Yup. A lot of them are examples from major brands (Quicksilver, ecko, etc.) rather than independents, but they represent a massive range of graphic design. I borrowed a few books from the library, so I don't have them to hand to check titles. I'll see if I can find them on amazon.


----------



## Solmu (Aug 15, 2005)

I haven't read this one before, but it looks decent:
Amazon.com: 1,000 Bags, Tags, & Labels: Distinctive Designs for Every Industry: Books: Kiki Eldridge

...but it's broader than just labels, and I don't think there'd be any clothing labels (fine for design inspiration though). My experience with Rockport design books is that they're never the best or the worst in their field. Worth buying if you want a lot of books on the subject or can't find anything else, not worth buying if you're on a tight budget and can find something that looks better.

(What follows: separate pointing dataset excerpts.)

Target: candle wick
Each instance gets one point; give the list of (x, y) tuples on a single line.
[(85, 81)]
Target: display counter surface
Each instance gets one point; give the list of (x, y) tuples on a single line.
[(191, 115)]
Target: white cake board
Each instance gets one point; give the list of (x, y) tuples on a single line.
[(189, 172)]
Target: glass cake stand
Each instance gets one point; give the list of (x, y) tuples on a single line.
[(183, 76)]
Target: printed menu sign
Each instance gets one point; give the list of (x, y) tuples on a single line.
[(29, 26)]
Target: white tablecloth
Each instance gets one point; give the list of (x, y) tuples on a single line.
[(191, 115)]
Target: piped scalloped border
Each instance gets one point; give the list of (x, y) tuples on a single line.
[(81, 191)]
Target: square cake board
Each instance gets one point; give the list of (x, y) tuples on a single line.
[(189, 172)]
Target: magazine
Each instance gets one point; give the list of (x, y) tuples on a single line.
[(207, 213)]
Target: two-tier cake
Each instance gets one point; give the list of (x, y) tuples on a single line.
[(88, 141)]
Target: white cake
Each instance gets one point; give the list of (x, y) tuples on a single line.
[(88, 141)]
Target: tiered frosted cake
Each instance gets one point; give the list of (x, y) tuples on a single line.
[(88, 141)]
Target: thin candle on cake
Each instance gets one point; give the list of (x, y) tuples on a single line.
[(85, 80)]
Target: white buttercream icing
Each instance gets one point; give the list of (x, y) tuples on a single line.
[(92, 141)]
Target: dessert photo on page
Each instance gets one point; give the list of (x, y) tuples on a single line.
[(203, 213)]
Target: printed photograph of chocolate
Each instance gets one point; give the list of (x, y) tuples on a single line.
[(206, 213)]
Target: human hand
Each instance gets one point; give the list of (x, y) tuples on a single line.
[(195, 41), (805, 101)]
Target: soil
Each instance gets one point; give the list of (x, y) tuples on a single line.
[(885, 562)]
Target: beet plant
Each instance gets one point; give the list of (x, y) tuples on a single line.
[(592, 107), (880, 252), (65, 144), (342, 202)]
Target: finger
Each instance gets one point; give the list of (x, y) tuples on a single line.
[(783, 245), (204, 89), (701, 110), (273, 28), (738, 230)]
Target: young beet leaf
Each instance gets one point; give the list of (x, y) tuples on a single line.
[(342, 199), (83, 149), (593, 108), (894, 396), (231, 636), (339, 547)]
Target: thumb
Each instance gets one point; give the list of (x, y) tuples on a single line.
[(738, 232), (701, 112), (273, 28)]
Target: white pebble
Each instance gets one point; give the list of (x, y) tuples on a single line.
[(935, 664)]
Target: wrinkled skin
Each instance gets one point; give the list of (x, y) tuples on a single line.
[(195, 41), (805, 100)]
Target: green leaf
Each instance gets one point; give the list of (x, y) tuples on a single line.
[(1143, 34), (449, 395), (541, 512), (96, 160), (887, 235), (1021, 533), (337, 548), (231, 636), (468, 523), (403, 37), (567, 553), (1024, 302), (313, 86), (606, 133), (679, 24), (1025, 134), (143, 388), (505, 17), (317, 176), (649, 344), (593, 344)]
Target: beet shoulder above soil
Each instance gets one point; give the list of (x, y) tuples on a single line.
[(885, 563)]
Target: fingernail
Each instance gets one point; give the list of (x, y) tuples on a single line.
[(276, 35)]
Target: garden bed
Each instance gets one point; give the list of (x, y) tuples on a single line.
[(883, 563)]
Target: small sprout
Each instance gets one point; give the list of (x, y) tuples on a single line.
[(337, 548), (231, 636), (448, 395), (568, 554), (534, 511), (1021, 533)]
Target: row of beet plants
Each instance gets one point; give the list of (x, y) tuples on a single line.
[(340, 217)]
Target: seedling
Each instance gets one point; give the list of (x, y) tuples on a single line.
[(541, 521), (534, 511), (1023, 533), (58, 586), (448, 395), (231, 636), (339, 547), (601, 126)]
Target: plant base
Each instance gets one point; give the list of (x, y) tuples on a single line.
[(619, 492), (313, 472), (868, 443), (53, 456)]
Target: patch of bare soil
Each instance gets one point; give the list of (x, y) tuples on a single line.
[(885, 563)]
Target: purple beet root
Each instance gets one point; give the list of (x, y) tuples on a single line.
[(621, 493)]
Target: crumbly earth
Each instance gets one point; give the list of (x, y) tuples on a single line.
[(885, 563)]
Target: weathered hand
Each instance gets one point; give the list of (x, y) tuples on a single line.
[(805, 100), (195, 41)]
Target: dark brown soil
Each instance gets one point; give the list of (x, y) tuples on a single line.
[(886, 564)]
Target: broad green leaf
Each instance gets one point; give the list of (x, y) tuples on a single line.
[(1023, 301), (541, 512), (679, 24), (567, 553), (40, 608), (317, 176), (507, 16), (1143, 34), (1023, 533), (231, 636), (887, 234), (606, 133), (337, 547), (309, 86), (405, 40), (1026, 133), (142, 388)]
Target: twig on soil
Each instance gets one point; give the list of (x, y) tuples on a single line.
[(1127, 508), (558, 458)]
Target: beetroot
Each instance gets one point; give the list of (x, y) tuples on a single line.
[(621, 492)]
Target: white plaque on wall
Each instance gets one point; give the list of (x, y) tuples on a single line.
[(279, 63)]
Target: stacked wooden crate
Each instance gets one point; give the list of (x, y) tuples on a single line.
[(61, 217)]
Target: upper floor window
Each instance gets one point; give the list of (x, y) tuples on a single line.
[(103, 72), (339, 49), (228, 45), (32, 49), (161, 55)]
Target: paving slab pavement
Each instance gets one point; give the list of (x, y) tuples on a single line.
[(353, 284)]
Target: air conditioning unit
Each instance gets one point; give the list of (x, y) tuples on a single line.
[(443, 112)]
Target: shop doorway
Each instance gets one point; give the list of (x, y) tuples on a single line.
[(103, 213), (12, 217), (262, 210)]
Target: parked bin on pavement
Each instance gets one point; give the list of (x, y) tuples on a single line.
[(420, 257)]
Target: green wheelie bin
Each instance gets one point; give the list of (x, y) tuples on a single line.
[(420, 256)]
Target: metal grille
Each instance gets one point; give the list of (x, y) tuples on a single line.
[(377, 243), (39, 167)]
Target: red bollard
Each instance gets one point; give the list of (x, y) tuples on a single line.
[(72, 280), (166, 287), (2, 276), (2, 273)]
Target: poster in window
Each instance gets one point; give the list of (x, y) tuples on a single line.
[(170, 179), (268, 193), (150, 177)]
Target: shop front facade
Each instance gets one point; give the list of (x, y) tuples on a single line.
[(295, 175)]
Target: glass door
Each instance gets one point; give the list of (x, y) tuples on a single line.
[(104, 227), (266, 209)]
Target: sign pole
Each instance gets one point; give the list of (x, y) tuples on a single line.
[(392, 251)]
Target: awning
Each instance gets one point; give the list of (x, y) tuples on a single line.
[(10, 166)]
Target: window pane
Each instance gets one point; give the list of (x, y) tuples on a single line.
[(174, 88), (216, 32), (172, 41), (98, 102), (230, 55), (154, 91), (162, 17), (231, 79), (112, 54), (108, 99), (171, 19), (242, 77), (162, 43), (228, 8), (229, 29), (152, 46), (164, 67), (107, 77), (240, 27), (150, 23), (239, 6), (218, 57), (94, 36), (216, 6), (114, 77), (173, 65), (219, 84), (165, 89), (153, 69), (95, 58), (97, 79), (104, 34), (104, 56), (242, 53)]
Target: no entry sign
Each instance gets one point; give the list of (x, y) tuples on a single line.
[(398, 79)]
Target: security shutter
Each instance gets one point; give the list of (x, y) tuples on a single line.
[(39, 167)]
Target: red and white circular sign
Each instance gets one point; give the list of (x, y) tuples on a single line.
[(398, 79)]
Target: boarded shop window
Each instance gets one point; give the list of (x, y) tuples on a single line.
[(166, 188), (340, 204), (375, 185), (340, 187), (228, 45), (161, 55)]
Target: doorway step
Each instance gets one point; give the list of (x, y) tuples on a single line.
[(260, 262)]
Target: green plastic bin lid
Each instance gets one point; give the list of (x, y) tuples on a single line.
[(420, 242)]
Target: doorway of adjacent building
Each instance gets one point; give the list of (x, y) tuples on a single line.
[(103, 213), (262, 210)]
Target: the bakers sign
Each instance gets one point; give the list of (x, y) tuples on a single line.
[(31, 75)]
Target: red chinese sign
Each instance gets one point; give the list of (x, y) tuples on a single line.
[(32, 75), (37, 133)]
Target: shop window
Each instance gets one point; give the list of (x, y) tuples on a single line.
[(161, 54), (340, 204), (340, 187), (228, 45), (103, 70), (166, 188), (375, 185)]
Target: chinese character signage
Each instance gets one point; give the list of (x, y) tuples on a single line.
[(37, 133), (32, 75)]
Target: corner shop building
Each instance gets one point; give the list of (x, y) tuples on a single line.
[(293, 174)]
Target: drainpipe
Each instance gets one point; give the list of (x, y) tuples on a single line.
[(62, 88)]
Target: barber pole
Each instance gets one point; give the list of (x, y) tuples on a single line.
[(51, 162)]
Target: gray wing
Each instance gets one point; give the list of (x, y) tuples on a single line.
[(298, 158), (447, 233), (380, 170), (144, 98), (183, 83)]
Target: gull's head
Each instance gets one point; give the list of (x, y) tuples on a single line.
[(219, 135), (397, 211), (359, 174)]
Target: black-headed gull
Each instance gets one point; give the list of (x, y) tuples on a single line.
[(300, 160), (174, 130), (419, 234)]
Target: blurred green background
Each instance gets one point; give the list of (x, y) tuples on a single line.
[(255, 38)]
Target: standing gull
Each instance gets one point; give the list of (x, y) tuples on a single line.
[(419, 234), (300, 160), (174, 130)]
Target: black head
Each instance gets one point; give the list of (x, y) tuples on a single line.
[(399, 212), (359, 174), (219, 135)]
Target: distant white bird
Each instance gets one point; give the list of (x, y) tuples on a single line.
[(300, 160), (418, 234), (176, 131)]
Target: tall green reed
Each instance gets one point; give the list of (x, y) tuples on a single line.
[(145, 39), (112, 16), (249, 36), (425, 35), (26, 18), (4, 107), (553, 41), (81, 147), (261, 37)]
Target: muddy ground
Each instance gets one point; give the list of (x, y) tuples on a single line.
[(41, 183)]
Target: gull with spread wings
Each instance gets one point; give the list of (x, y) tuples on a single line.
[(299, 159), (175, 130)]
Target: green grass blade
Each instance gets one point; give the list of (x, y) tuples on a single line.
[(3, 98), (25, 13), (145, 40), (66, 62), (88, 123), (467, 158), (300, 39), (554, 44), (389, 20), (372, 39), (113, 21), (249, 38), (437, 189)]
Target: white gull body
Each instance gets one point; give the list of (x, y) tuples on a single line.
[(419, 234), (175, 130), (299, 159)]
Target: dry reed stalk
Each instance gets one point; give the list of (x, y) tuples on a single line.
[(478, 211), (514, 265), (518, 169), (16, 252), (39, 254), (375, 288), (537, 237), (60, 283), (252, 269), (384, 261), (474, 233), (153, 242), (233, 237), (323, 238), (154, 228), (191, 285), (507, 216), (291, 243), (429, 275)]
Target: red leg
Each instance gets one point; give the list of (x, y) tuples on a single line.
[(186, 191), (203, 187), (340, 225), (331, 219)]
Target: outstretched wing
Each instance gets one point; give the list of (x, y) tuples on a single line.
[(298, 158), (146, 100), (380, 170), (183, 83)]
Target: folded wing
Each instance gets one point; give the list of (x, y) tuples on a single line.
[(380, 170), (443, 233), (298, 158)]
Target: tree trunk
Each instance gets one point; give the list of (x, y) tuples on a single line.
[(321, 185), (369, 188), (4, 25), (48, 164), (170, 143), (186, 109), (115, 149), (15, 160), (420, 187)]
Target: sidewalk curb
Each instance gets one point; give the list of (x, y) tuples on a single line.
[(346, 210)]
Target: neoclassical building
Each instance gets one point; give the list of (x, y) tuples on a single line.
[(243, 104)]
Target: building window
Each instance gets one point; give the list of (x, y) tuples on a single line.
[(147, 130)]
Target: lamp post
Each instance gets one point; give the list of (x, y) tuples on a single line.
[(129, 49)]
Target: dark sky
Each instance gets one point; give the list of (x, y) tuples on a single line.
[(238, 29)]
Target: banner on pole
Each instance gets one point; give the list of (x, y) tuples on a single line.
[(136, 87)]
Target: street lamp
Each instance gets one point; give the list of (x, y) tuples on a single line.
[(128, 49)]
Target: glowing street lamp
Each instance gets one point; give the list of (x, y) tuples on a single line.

This is one of the ones I borrowed:
Amazon.com: The Clothing Label Book: A Century of Design (Schiffer Design Book): Books: Tina Skinner,Jenna Palecko Schuck

...it's hard to remember which book was which since I read them all at the same time, but if I remember correctly this book was the best of them.


----------



## DL (Mar 30, 2006)

Where ever you go to get the labels done will more than likely have a giant catalogue of lables they have done in the past. When I went to get mine done they showed me a portfolio of different types/sizes/colors. If you're going the online route then this is obviously not an option. Goodluck though.


----------



## rejoice (Jun 7, 2007)

I tend to think that the transfer labels look a lot better and most of the big players are going down that line... keeping it simple with just the brand name


----------



## monkeylantern (Oct 16, 2005)

> most of the big players


That's not true by a long shot, and many of those "transfers" are pad printing or direct screen printing.


----------



## rejoice (Jun 7, 2007)

i spoke to the man who does all of tsubi, quicksilver, ripcurl, volcom, etc
he showed me through his factory where he makes the transfers
for shirts and labels... then they ship to china to be applied to the stock
bonds is also doing it and the finished result is cleaner


----------